David Yaron helps provide free resources for high school and higher education teachers during COVID-19
As the United States continues to combat the spread of the coronavirus (COVID-19), schools around the country have seen major disruptions as classes move online or pause altogether.
In response to this whirlwind change, Chemistry Professor David Yaron has helped provide free, online resources and materials for teachers as they adjust to remote instruction.
One of the biggest challenges for science teachers has been figuring out how to translate lab work to a virtual space. This was a problem that Yaron knew he could help solve. For decades, Yaron and his colleagues Michael Karabinos and Sandy Raysor have run ChemCollective, a collection of virtual labs, simulations and tutorials. Yaron and Raysor hosted a webinar and created a Google doc to show teachers how to adapt the site’s virtual labs for their classes.
Yaron has long had an interest in educational outreach and pedagogical research. “We realized that students can do paper and pencil problems and really not learn much chemistry,” he said. That’s partly why he developed ChemCollective. For example, in a virtual lab on solubility, students are asked to predict the solubility of copper chloride at different temperatures and then test their predictions by creating the solution on their screen. In paper and pencil problems when students are given the data, it often becomes just an algebra exercise, Yaron notes. But “with our virtual lab, students have to generate the data, and this helps them start to think about the chemistry that is involved,” he said.
In March, Carnegie Mellon University’s Open Learning Initiative (OLI) announced that it would make its courseware materials available for free for institutions impacted by COVID-19. A part of the Simon Initiative, OLI is an online learning platform that combines an interactive textbook with online activities, assessments and simulations. For colleges and universities, Yaron and Raysor, who is the director of ChemCollective, have made their OLI General Chemistry 1 and 2 courses available for free. And for high schools, Yaron and collaborator Jodi Davenport from WestEd, an educational nonprofit institute, provided free access to materials developed in OLI through a grant from the Institute of Education Sciences (IES).
During this time, Yaron has also focused on the personal impacts on teachers.
Through a separate grant from IES, Yaron has been collaborating with CMU’s Human Computer Interaction Institute Assistant Professor Chinmay Kulkarni and Middle Tennessee State University Chemistry Professor Greg Rushton to create more effective communities for teachers. They have been testing how to create these online communities through their project APTeach, currently open to Advanced Placement (AP) Chemistry teachers.
With APTeach, they had been piloting online small group meetings where AP Chemistry teachers from all over the country could form supportive relationships with each other, something they don’t currently have a way to do.
But because of COVID-19, teachers have had to adjust quickly, figuring out how to move their classes online in an incredibly short amount of time. To help, Yaron, Kulkarni and Rushton have taken their pilot idea and opened it up to all AP Chemistry teachers by hosting webinars on Zoom.

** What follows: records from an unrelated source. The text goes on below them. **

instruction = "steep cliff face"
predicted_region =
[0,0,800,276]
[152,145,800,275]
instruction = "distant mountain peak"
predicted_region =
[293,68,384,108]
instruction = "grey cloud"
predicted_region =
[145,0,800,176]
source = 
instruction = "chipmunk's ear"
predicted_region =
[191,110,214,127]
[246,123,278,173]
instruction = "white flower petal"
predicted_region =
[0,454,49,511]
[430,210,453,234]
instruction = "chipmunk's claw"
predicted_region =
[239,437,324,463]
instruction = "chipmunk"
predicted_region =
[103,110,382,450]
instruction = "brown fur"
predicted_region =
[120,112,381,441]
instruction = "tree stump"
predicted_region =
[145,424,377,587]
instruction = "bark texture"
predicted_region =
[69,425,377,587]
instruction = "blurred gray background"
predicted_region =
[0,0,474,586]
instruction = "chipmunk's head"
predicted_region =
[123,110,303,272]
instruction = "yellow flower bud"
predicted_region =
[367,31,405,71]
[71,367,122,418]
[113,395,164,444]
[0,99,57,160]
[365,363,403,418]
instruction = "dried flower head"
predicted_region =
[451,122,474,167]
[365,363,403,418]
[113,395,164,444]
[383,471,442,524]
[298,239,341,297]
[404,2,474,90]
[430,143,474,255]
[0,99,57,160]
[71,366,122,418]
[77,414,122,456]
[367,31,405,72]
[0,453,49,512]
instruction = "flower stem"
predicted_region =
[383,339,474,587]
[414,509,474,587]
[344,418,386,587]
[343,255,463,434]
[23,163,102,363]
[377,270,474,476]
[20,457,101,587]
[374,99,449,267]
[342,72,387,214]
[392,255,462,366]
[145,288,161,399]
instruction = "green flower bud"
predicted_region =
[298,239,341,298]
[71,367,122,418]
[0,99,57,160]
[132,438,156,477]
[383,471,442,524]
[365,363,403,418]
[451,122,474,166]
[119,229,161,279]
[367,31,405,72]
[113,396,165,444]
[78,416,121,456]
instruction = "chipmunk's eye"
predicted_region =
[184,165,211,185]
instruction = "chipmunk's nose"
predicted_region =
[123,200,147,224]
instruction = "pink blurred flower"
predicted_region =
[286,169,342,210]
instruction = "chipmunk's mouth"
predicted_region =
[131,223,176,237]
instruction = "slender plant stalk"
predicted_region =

The webinars bring everyone together to talk about how to effectively teach online and specifically how to make it through the rest of the AP Chemistry material and prepare students for what will likely be an unusual AP exam.
The response has been amazing. Yaron said there were 100 teachers who attended the first webinar. They received a lot of positive feedback, too.
“I think what you are all hosting is excellent. It’s so enriching to have a visual of fellow like-minded teachers … trying to become better teachers and wanting to share best practices. I think as public school teachers, we’re so often reminded of how powerless we are. But the format is just that we’re all chemistry teachers, and it’s very comfortable,” said attendee Andrea Gearhart.
Yaron plans to host more webinars for APTeach as well as additional webinars for ChemCollective and his OLI courses.
“It looks like a lot more people are going to be experiencing online learning,” he said. “We’ll continue to do what we can to help.”